1. ## Residues at simple poles

Hi folks,

Having real problems with a complex analysis homework. can the residue of a complex function at a simple pole be 0?

ie for g(z)= sin(z)/z i think the pole is just 0 of order one which is simple, but by calculating the residue i get 0..am i doing something wrong?

I'm using the formula if c is the simple pole and g(z)= f(z)/h(z) then the residue at c of g(z) = f(c)/h'(c)..is that okay?

Thanks for any help

Donsie

2. Originally Posted by Donsie
Hi folks,

Having real problems with a complex analysis homework. can the residue of a complex function at a simple pole be 0?

ie for g(z)= sin(z)/z i think the pole is just 0 of order one which is simple, but by calculating the residue i get 0..am i doing something wrong?

I'm using the formula if c is the simple pole and g(z)= f(z)/h(z) then the residue at c of g(z) = f(c)/h'(c)..is that okay?

Thanks for any help

Donsie
There is no pole at all at z= 0 for $\displaystyle \frac{sin(z)}{z}$, just a "removable discontinuity". Remember, from Calculus I, that $\displaystyle \lim_{z\to\infty}\frac{sin(z)}{z}= 1$. "Remove" the discontinuity by defining g(0)= 1.

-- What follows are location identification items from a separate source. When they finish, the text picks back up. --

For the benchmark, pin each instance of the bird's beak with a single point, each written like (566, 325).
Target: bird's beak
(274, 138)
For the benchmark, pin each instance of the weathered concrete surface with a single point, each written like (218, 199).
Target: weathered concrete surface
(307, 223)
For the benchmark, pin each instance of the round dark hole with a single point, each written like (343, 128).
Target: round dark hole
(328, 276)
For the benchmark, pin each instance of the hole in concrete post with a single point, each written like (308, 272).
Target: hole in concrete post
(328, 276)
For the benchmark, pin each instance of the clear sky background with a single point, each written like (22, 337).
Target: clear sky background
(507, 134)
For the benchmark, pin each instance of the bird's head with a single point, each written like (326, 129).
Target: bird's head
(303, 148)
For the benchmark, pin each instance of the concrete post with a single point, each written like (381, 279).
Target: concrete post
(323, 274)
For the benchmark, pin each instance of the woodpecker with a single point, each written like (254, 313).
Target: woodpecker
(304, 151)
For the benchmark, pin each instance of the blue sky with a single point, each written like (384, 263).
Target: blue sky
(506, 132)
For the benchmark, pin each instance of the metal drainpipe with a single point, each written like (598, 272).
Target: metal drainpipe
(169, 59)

The Taylor's series for sin(z) is $\displaystyle z- \frac{1}{6} z^3+ \frac{1}{5!}z^5+ \cdot\cdot\cdot+ \frac{(-1)^n}{(2n+1)!}z^{2n+1}+ \cdot\cdot\cdot$.

So $\displaystyle \frac{sin(z)}{z}= 1- \frac{1}{6}z^2+ \frac{1}{5!}z^4+ \cdot\cdot\cdot+ \frac{(-1)^n}{(2n+1)!}z^{2n}+ \cdot\cdot\cdot$, an analytic function. Again, that has the value "1" at z= 0.

3. ## ..

thank you!

So to make sure i have it right..

the function f(z)= 1/1+z^3 has a simple pole at z= -1. correct?

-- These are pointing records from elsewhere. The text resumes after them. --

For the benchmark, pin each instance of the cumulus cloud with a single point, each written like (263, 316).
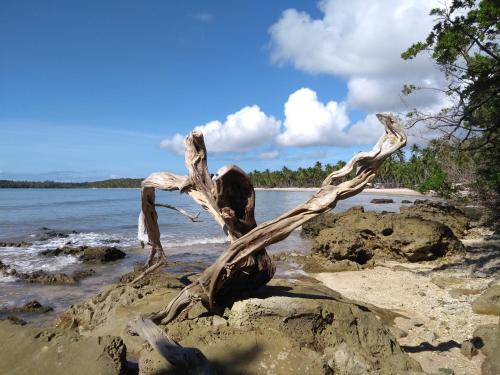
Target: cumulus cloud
(362, 42)
(309, 122)
(203, 17)
(267, 155)
(242, 131)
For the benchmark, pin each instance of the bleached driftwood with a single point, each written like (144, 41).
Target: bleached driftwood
(245, 265)
(188, 360)
(230, 198)
(193, 218)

Then to get the residue at this pole can i use the formula res(f,c) where c is the simple pole = g(c)/h'(c) where g(c) is just 1, h'(z)= 3z^2 so h'(c)=3. so the residue is just 1/3? is that also correct?

Donsie

4. Originally Posted by Donsie
thank you!

So to make sure i have it right..

the function f(z)= 1/1+z^3 has a simple pole at z= -1. correct?

Then to get the residue at this pole can i use the formula res(f,c) where c is the simple pole = g(c)/h'(c) where g(c) is just 1, h'(z)= 3z^2 so h'(c)=3. so the residue is just 1/3? is that also correct?